Comparison between the resting heart rate (\(\textrm{HR}_0\)) and the heart rate during the procedure (HR). Right: Mean and standard deviation of the heart rate difference to the resting state over all participants. Left: examples from individual participants, top row: the full interaction is favorable, bottom row: both options are favorable

This study shows that interactions can improve the acceptance of a robotic ultrasound scanning system. By choosing the neck as the area of interest, this application tackles a susceptible and critical structure of the human body. Therefore, we believe that this study’s results can also be translated to robotic ultrasound scanning of other anatomies. Furthermore, we believe that insights from this study can be used to improve the acceptance of different robotic imaging systems in general. In the future, more extensive and diverse user studies are necessary to evaluate the interaction effect on different populations and analyze the effect of different interaction and communication types.

Based on participants’ feedback, the robot trajectory also influences the acceptance of the robotic system. In future works, this aspect should therefore be analyzed. A more human-mimicking robot motion could, for example, increase acceptance.

This initial study was conducted with young volunteers and showed promising results on the impact of interaction and communication on acceptance. However, this cohort does not resemble most actual patient cohorts in thyroid diagnostics. In general, these patients are older and less used to modern technology. Future studies should therefore be performed with patient groups to analyze the effect of interactions and communication in more detail and in a more realistic environment. Insights from these studies would then also help to introduce more patient- and examination-specific interactions. A bigger cohort size would also allow for different ablation studies, for example, analyzing the effect of communication to no communication, the effect of different voices or the effect of different verbal cues.

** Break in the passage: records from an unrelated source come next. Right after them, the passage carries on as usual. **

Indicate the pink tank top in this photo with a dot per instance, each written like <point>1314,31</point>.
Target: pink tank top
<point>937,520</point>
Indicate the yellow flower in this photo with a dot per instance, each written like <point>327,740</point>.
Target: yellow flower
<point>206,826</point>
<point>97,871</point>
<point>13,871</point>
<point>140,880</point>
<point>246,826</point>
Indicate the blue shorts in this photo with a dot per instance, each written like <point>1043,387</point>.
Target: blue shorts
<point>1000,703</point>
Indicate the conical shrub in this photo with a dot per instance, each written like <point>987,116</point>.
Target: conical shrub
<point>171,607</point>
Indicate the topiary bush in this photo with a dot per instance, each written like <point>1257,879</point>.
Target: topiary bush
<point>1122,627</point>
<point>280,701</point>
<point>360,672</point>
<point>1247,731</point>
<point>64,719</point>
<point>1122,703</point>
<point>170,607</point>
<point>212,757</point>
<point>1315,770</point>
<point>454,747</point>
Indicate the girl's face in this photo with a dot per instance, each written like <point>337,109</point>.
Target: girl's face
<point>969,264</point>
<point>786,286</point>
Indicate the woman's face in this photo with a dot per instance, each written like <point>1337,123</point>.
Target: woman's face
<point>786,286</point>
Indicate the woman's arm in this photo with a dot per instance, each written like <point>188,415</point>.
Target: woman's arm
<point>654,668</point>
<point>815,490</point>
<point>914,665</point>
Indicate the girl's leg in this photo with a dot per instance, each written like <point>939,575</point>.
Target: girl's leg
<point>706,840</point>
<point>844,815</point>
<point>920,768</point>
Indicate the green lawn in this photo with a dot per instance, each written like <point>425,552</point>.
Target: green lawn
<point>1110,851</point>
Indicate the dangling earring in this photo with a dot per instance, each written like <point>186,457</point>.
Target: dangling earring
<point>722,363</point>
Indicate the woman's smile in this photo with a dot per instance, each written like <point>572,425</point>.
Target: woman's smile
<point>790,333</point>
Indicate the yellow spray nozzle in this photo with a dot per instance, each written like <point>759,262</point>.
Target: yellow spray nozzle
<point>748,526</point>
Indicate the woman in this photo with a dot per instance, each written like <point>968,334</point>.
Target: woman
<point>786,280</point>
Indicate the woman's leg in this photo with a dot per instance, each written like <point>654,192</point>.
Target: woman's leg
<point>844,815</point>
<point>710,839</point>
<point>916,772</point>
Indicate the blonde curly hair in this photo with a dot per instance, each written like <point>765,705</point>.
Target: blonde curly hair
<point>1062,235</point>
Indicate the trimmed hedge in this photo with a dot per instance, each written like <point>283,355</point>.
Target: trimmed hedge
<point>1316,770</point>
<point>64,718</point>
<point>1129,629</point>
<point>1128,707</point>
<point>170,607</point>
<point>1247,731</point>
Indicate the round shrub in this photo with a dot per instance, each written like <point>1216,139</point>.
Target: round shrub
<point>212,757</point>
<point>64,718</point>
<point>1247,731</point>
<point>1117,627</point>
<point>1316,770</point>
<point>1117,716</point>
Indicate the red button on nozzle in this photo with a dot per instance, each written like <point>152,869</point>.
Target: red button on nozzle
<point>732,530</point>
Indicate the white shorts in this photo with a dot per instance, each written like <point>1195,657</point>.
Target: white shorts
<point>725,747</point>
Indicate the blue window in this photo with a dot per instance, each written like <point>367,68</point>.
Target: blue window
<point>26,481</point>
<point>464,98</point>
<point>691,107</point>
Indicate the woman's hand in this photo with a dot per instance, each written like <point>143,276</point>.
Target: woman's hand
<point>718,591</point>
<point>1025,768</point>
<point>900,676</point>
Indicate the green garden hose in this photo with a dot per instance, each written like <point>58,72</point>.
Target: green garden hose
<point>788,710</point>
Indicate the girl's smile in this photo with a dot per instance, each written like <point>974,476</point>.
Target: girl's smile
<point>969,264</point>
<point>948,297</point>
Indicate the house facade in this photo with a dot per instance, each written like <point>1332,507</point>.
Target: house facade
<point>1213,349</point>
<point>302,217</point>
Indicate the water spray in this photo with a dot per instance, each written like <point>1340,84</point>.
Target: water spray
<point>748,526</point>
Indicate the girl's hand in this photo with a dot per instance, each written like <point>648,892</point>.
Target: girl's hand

Lastly, this paper proposed an initial robot–patient interaction to increase acceptance in robotic imaging systems. However, the results showed that the type and content of interactions could be perceived differently. Therefore, future interactions could be tailored to each specific patient. In that case, previous interactions with robotic systems and other factors can be used to define a patient- and examination-specific interaction. Furthermore, different patient information, such as name and age, could be extracted from patient files to enable more realistic and pleasant communications. This additional information would allow researchers to extend the current sequential workflow to a branched one that allows for deviations in answers and interactions. So do not be surprised, if the robotic sonographer asks you: ’Do you feel better since we last met in October?’

Conclusion

The presented work analyzed the impact of robot–patient interaction on acceptance in robotic ultrasound scanning. A questionnaire was used to evaluate acceptance, and heart rate monitoring was used for stress evaluation. Results show that interactions before the examination can improve patient acceptance. Communication is crucial in increasing acceptance, and the robotic system is perceived as friendlier if patient interactions are taken into account. The heart rate analysis shows that interactions could reduce the patient’s stress level. Learnings from this work can be used to adapt other medical robotic systems requiring patient interaction and pave the path toward patient- and examination-specific interaction designs for these systems.